Hi WiscWoody, unless you have tiered pricing (e.g. $0.xx/kWh for the first 200 kWh, and $0.yy/kWh for the next 500 kWh), your assumption on costs may not be correct. 

You probably have a service charge, which makes the first kWh you use basically cost what the service charge is.  Then, each kWh after that is at a "marginal" rate, likely close to $0.10/kWh, based on some of the math you showed above.  Your bill should show you the details on this. 

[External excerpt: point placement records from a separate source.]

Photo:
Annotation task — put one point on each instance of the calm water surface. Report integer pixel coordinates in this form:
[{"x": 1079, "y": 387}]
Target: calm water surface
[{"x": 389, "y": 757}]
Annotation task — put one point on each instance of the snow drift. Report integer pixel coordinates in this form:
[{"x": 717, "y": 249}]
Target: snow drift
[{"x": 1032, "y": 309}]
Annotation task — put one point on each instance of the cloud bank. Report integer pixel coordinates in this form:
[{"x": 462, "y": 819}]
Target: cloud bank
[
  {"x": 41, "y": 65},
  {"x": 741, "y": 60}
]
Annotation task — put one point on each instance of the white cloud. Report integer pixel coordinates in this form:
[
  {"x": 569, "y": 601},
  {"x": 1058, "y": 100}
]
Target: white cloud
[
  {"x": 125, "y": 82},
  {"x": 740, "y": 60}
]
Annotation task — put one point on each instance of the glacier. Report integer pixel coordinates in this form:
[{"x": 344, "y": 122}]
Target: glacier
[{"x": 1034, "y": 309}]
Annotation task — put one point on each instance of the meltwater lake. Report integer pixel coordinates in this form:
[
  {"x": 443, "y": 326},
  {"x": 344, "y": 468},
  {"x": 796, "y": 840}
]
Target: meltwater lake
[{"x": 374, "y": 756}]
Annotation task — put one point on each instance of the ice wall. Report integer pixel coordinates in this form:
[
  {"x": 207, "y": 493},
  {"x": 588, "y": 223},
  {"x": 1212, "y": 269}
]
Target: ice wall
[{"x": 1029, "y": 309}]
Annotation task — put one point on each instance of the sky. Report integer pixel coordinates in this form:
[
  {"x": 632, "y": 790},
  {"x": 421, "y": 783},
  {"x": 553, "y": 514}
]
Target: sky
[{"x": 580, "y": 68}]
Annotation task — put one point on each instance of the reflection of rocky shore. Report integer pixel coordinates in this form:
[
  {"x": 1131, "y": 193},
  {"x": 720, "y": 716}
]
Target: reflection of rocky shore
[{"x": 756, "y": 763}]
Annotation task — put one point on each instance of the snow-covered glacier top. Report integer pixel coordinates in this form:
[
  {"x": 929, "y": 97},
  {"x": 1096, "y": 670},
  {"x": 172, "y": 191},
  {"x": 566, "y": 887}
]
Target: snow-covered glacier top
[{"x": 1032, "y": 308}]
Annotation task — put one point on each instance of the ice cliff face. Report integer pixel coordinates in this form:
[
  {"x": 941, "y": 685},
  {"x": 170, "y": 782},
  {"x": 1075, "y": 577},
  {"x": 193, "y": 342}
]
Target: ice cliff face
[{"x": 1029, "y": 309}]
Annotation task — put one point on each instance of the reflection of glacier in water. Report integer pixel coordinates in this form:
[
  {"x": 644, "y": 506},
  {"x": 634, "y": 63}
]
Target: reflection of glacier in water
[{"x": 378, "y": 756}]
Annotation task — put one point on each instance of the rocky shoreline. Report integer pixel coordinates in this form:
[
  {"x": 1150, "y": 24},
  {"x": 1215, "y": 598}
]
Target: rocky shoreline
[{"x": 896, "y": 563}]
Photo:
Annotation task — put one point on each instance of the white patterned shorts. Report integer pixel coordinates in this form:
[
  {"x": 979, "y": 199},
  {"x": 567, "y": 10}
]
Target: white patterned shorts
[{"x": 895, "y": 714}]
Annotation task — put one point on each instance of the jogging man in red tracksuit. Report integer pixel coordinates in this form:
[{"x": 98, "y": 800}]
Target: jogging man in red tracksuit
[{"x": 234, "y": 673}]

Realistically, what this means is that it makes even less economic sense than you thought it did....


----------



## WiscWoody (Apr 12, 2014)

I took the power used and divided it into the total amount paid. So the customer charge of $11.25 makes the small amount of power used pricey. The more I use makes the  KWh become cheaper but my bill still goes up. Here is a shot of the numbers used.


----------



## DBoon (Apr 13, 2014)

Looks like 249 kWh for $30.88, and maybe a little more depending on the other charges.  This is the variable cost per kWh ($30.88/249).  The fixed cost is what you pay regardless of usage.  You should use the variable cost for rate of return calculation purposes.


----------



## Highbeam (Apr 16, 2014)

I didn't choose to swap to LED for cost savings. It's because of the superior technology that instantly turns on at full brightness. In addition, the LEDs are supposed to last much longer but that has yet to be seen. The instant on, regardless of temperature, is awesome.


----------



## WiscWoody (Apr 16, 2014)

Sometimes when I hear a complaint about CFLs compared to incandescents I think of how spoiled we've become since people lit their homes with oil lamps.


----------



## Grisu (Apr 16, 2014)

WiscWoody said:


> Sometimes when I hear a complaint about CFLs compared to incandescents I think of how spoiled we've become since people lit their homes with oil lamps.



Just compare with the things people in other countries need to come up with even today: http://www.nydailynews.com/news/wor...ht-bulb-water-bleach-bottle-article-1.1427011


----------



## begreen (Apr 16, 2014)

WiscWoody said:


> Sometimes when I hear a complaint about CFLs compared to incandescents I think of how spoiled we've become since people lit their homes with oil lamps.



A lot of whales are very happy for that change.


----------